Ein hoher Zaun aus Maschendraht umgab das Grundstück. Das Holztor ließ sich leicht öffnen.
Es war ein Holzhaus auf Pfählen mit großen Fenstern. Es hatte eine Terrasse. Er stieg die Treppe hoch und kam zum Eingang. Die Tür stand offen.
„Hallo!“ rief er laut. Niemand antwortete.
Er ging hinein und kam in ein Wohnzimmer.
Alte Möbel, ein großer Esstisch mit sechs Stühlen, ein Bücherregal voller Bücher, ein Schrank mit vielen Gläsern, in der Ecke ein Sofa, zwei Sessel und ein kleiner runder Tisch. An den Wänden hingen Bilder, Aquarelle von Landschaften.
Armin rief noch einmal „Hallo!“, wieder antwortete niemand.
Gleich neben dem Wohnzimmer war eine kleine Küche, komplett eingerichtet. Ein riesiger Kühlschrank stand in einer Ecke. Er machte die Tür auf und sah, dass er gut gefüllt war. Voller Getränke, Wurst, Käse, Eier, Früchte, Gemüse, im Gefrierfach Fleisch.
Ein Gasherd war auch da. Wahrscheinlich funktionierte hier alles mit Gas.
Neben der Küche war ein Zimmer. Er öffnete die Tür, ein Schlafzimmer mit einem Doppelbett, daneben zwei Nachttische. Auf jedem Nachttisch lag eine Bibel. Eine Glastür führte in einen Garten.
An der einen Seitenwand stand ein großer Schrank. Er machte die Tür auf und sah Kleidungsstücke für Männer und Frauen.
Alles merkwürdig hier, dachte er, ein voll eingerichtetes Haus, niemand da und alle Türen offen.
Er ging weiter, fand ein anderes Schlafzimmer, fast gleich eingerichtet. Am Ende des Flures war noch ein Zimmer. An der verschlossenen Tür hing ein Zettel, „Bitte nicht eintreten“, stand darauf.
In einem Badezimmer waren WC, eine große Badewanne, eine Dusche, Handtücher, Schränke mit allem Notwendigen für Männer und Frauen.
Als er wieder ins Wohnzimmer kam, sah er einen Brief auf dem Tisch liegen.
Liebe Gäste!
Sie sind hier auf einer kleinen Insel gelandet, wahrscheinlich ist Ihr Rettungsboot hier an die Küste getrieben worden. Ich hoffe, dass Sie alles finden werden, was Sie brauchen.
Bei einem Rundgang werden Sie viele Bäume mit Früchte finden. Alle Früchte kann man essen, sie sind nicht giftig. Gefährliche Tiere gibt es hier nicht.
Im Meer können Sie baden, es gibt keine Haifische.
Sie sollen sich hier erholen können. Fühlen Sie sich wie zu Hause.

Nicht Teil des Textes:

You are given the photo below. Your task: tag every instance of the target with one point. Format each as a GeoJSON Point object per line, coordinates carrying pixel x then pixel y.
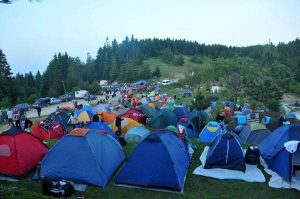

Ich werde in wenigen Tagen wieder kommen, mache gerade eine Reise.
G.
P.S.: Bitte betreten Sie das eine Zimmer auf keinen Fall !!!
Müdigkeit überkam ihn, er legte sich auf das Bett im Schlafzimmer und schlief sofort ein.
Gegen Mittag wachte er wieder auf. Er fühlte sich gut, war kaum noch erschöpft.
In der Küche bereitete er sich ein Frühstück:: Kaffee, Spiegeleier und Zwieback.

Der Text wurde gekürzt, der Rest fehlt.